At least seven of the eight senators who voted to object to Electoral College votes in favor of President-elect Joe Biden from either Arizona or Pennsylvania will attend Biden’s inauguration on Wednesday.
The offices of Louisiana Sen. John Kennedy and Kansas Sen. Roger Marshall confirmed to the Washington Examiner that they will attend Biden’s inauguration. The Washington Examiner also confirmed that Texas. Sen. Ted Cruz and Alabama Sen. Tommy Tuberville will be in attendance.
Missouri Sen. Josh Hawley — who, in a move that angered some of his Senate colleagues, led the objection to Pennsylvania’s results following the Jan. 6 siege on the U.S. Capitol building — will reportedly be at the inauguration as well, Fox News reported.

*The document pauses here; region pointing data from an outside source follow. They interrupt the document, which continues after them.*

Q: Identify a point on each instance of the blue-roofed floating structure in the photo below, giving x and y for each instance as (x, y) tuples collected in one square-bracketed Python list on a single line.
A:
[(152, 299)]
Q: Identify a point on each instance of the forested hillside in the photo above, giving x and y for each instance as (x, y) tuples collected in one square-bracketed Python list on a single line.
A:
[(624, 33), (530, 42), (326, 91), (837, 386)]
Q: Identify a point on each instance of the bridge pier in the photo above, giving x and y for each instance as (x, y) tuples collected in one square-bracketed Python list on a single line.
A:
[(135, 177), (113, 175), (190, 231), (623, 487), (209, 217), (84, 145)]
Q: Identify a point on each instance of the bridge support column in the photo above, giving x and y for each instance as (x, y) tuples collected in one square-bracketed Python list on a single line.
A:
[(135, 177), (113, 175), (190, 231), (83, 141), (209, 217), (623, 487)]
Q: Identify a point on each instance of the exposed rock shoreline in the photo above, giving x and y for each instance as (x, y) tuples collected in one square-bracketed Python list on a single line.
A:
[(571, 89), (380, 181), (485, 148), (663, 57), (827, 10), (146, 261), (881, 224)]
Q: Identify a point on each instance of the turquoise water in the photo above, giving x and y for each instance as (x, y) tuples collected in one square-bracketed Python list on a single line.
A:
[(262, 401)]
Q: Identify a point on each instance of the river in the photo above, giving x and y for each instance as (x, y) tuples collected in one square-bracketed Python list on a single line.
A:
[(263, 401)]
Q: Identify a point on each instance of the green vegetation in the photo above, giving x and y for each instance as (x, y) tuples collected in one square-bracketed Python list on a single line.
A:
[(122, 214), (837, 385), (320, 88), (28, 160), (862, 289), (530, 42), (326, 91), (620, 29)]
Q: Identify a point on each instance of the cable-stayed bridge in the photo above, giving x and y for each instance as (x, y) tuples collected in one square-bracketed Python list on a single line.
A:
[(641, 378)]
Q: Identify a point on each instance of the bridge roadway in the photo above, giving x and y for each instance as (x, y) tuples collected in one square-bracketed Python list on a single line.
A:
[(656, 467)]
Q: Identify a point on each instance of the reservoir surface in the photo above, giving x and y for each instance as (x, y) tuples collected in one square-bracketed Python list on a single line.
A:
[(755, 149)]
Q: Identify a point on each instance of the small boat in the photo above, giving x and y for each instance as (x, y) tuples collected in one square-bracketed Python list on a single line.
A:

Mississippi Sen. Cindy Hyde-Smith and Florida Sen. Rick Scott have publicly said that they will attend the inauguration.
“We’re just glad it’s over. President-elect Biden’s going to be President Biden,” Hyde-Smith told WAPT last week. “He is going to be sworn on January 20. I will be at the inauguration.”
Scott revealed his intention to attend in a statement on Jan. 8, following Trump’s announcement that he would not attend the inauguration. “I plan to attend and believe it is an important tradition that demonstrates the peaceful transfer of power to our people and to the world,” Scott said.
The office for Wyoming Sen. Cynthia Lummis did not respond to questions about whether or not she plans to attend.
“I have serious concerns about election integrity, especially in Pennsylvania, and expressed some of them in a written statement to the Senate. But today’s sickening, un-American attack on the U.S. Capitol overshadowed that debate,” Lummis said in a statement following her vote to object. “Congress cannot fix problems with election integrity, only states can fix these problems. But Congress can investigate those problems and raise awareness.”
Cruz, Hawley, Hyde-Smith, Kennedy, Marshall, and Tuberville on Jan. 6 voted to sustain the objection to Arizona’s 11 Electoral College votes. For Pennsylvania and its 20 votes, it was Cruz, Hawley, Hyde-Smith, Lummis, Marshall, Tuberville, and Scott who voted to object.
In the days before the Jan. 6 attack on the U.S. Capitol building, 11 Republican senators, including Cruz, Lummis, Kennedy, and Marshall, jointly called for an electoral commission to conduct an emergency 10-day audit of election returns in disputed states.